21 Accordingly, the Society says it is, in reality, the successful party in the entire litigation and should be awarded all of its costs of the proceeding, to be taxed. Alternatively, there should be a small percentage reduction in the Society's costs of the proceedings, such as that the Society should be awarded 90% or 95% of its costs of the proceedings to be taxed.
22 The Society's submission that it was unreasonable for the Commissioner to raise the 'threshold' issue concerning s 14ZZO(b)(ii) of the TAA cannot, with respect, be accepted. The issue concerning the correct construction of s 14ZZO(b)(ii) of the TAA was a substantive one: whether the Society had discharged the evidentiary onus that it bore by operation of that section: Buddhist Society (No 2) (at 18]). I am not persuaded that there was any unreasonableness in the Commissioner's challenge to the Society's purported reliance in the Appeal on material which did not constitute evidence. It is not to the point that the substantive issue under both the Review and the Appeal was whether the Commissioner's interpretation of the meaning of 'school or college', as expressed in TR2013/2 was erroneous. Again, the Society's argument appears to misunderstand critical differences in the nature of the Court's task under the Review and the Appeal, as informed by the specific statutory contexts in which each permits this Court to review decisions of the Commissioner. These differences extend to the nature of the relief the Court may grant such that success on the substantive issue does not necessarily lead to equivalent outcomes. In these circumstances, it was entirely appropriate for the Commissioner to resist the Appeal in the manner he did.
23 The Commissioner submits that it is appropriate that each party's respective success be reflected by an order that the Commissioner pay 50% of the Society's costs of the proceeding as a whole: see Clough Ltd v Federal Commissioner of Taxation (No 2) [2021] FCA 267 per Colvin J (at [6]); Phonographic Performance Company of Australia Ltd v Copyright Tribunal of Australia [2019] FCAFC 192 per Besanko, Middleton and Burley JJ (at [6]-[7]) and Stefanovski (at [5]).
24 As noted, the Society sought, in the one proceeding, to invoke two separate sources of statutory jurisdiction: Buddhist Society (No 2) (at [4]).
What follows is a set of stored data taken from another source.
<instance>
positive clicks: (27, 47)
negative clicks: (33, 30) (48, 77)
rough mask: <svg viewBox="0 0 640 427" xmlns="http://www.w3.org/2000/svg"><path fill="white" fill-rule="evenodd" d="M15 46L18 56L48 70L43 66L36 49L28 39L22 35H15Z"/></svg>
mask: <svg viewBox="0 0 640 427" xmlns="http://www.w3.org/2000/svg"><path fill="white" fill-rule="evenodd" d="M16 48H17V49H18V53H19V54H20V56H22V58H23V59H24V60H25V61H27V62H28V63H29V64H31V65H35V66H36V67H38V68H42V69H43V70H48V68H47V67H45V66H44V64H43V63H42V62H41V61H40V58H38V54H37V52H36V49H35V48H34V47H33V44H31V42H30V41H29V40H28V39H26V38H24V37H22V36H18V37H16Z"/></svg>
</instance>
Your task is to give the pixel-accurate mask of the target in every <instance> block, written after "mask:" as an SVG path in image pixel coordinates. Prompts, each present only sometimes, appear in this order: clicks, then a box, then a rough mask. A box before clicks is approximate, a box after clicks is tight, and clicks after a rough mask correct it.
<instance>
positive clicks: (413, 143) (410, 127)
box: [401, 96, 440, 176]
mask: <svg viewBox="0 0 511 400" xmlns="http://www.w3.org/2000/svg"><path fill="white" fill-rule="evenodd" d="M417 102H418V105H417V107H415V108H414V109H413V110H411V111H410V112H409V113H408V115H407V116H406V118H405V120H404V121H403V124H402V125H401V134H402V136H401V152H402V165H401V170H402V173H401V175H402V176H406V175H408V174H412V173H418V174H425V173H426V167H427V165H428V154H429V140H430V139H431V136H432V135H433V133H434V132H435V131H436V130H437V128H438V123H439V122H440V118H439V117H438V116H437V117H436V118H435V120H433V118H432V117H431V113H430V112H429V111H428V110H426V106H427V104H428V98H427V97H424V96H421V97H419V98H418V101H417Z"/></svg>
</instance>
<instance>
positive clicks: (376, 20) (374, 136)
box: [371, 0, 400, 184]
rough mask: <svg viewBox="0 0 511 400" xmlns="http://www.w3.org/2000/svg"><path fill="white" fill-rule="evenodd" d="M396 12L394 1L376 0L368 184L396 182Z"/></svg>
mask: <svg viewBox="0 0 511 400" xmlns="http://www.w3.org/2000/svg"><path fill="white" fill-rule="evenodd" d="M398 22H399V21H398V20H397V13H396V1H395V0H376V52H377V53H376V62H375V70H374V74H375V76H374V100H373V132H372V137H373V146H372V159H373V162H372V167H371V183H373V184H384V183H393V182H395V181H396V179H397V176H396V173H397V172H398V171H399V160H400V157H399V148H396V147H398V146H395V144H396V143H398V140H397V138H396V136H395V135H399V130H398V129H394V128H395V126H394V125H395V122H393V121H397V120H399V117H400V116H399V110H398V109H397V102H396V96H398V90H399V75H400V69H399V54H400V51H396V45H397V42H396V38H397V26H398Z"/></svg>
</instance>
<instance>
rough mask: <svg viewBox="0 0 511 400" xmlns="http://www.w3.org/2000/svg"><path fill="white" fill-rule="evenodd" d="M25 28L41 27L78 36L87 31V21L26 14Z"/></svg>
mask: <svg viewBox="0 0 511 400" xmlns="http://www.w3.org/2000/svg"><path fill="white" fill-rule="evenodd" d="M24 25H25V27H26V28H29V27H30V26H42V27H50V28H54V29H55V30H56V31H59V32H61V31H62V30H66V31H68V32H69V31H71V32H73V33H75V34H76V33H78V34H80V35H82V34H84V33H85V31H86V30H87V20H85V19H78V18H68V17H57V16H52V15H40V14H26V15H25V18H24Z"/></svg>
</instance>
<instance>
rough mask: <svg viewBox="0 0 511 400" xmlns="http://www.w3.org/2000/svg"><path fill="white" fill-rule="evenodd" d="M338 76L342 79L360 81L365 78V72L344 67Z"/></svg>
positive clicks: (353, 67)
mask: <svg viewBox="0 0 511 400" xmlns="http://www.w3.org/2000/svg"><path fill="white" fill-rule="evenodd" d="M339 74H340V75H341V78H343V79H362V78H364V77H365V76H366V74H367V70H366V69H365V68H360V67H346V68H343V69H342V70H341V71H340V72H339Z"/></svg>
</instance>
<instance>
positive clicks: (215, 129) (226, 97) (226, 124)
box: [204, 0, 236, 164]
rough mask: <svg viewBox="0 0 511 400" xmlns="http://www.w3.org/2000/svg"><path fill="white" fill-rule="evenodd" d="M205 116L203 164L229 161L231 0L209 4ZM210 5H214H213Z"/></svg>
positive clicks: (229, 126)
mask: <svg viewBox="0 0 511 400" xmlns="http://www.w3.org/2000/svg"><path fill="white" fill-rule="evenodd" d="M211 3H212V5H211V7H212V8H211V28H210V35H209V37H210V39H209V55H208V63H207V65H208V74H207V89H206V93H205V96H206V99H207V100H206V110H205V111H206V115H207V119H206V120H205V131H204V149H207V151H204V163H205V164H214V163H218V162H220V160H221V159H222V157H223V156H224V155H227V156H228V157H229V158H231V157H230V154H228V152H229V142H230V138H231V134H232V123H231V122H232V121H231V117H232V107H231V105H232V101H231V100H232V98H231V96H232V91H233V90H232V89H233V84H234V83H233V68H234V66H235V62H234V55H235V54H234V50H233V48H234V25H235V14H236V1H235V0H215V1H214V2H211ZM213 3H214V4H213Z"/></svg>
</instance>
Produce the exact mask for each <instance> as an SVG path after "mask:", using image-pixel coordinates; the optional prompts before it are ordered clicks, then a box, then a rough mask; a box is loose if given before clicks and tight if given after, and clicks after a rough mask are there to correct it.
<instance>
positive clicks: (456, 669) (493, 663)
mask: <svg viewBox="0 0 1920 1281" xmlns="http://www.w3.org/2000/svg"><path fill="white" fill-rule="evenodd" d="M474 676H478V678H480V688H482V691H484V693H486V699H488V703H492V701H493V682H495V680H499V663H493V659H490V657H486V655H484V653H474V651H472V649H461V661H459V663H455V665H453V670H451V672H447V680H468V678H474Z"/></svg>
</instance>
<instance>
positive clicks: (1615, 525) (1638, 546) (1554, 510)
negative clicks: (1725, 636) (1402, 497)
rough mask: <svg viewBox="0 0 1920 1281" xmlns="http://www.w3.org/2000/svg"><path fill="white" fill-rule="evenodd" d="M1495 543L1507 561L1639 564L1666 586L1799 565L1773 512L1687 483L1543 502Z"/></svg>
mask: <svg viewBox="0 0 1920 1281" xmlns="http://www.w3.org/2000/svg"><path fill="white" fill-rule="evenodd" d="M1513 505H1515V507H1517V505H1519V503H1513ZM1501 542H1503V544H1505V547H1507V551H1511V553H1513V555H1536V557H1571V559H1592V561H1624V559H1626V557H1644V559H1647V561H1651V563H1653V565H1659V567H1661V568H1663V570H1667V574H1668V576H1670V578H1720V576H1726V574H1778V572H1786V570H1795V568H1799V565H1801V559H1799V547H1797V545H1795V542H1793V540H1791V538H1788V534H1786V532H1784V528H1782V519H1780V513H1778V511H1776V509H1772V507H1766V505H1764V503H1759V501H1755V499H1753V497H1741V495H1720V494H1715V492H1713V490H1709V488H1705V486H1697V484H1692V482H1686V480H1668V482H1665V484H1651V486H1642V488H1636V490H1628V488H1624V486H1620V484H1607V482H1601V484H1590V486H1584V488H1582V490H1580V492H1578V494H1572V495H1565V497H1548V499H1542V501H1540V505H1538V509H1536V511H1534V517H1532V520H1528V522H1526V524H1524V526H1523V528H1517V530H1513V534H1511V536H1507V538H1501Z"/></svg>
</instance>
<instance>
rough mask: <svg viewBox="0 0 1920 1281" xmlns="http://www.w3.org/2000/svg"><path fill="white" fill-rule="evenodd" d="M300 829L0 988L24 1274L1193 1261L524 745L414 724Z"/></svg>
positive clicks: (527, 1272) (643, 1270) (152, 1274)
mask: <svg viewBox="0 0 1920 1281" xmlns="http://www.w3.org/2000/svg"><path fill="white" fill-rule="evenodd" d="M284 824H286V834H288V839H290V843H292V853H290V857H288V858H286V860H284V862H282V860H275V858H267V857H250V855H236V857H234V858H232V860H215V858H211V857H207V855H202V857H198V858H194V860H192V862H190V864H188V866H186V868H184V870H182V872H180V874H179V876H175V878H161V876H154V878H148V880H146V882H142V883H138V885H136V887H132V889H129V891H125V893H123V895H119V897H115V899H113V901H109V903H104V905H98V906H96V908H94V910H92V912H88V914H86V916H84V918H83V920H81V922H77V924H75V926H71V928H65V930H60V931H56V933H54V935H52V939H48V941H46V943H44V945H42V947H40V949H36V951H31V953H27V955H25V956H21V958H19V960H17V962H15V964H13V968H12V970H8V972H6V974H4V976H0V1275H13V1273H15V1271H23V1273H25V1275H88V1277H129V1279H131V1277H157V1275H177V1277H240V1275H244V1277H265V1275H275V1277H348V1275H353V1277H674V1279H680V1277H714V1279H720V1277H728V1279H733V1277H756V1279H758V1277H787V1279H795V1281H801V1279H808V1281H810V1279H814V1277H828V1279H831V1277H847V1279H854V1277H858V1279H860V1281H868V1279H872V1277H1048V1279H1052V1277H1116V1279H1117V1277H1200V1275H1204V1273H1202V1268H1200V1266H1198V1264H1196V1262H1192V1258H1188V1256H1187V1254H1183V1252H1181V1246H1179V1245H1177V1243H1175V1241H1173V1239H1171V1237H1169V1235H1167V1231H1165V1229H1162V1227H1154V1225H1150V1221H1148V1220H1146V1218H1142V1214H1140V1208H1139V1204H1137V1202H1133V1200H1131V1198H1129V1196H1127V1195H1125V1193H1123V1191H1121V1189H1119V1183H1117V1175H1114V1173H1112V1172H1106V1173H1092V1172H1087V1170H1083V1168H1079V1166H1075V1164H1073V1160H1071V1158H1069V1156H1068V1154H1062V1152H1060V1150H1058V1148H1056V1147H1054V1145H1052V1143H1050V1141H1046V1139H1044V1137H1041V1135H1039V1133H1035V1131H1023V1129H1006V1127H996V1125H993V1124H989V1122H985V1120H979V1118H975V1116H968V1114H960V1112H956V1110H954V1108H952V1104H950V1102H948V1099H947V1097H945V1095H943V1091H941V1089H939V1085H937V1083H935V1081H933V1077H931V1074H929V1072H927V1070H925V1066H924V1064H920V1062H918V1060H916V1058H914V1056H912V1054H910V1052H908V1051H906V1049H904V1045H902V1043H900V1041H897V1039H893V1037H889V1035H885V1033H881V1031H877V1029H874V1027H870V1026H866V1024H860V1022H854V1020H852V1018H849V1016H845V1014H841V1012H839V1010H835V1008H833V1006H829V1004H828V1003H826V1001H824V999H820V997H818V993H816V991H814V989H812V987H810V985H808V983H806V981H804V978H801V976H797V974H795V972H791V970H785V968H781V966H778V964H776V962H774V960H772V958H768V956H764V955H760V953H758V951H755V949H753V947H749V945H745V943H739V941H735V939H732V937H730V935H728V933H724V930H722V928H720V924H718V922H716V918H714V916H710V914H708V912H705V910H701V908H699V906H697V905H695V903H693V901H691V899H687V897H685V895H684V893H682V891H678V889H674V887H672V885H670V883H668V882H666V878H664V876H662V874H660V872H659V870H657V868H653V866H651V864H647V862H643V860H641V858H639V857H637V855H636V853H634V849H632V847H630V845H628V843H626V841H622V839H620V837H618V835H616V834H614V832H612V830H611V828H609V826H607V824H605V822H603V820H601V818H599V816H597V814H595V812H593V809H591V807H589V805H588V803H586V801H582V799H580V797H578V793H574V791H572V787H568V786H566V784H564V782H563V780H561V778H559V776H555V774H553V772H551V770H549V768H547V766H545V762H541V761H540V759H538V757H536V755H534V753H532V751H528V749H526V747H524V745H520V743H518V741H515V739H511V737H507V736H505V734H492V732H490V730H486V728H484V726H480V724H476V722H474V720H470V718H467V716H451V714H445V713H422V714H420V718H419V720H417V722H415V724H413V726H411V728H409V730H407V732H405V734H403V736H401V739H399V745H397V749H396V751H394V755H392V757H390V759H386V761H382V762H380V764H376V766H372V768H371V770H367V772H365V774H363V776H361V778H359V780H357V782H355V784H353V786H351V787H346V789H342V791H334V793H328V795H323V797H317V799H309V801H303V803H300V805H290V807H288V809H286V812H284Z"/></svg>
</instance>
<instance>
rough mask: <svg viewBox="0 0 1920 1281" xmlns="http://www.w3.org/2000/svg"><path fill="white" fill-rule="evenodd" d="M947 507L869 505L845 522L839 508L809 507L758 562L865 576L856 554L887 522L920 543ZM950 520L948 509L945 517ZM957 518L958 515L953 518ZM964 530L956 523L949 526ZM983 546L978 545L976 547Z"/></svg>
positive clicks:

Although such a course was permitted, the fact remains that the Appeal and the Review were, in effect, separate substantive proceedings.
25 It is clear that the Society wholly failed to succeed in relation to the Appeal on the distinct ground of its failure to adduce the necessary evidence to discharge its burden. Additionally, the Appeal comprehended the estoppel issue and the Review comprehended the unreasonableness issue. The Society was unsuccessful on both those issues. Otherwise, it is correct that the substantive questions which arose on the Appeal and the Review overlapped and were intertwined.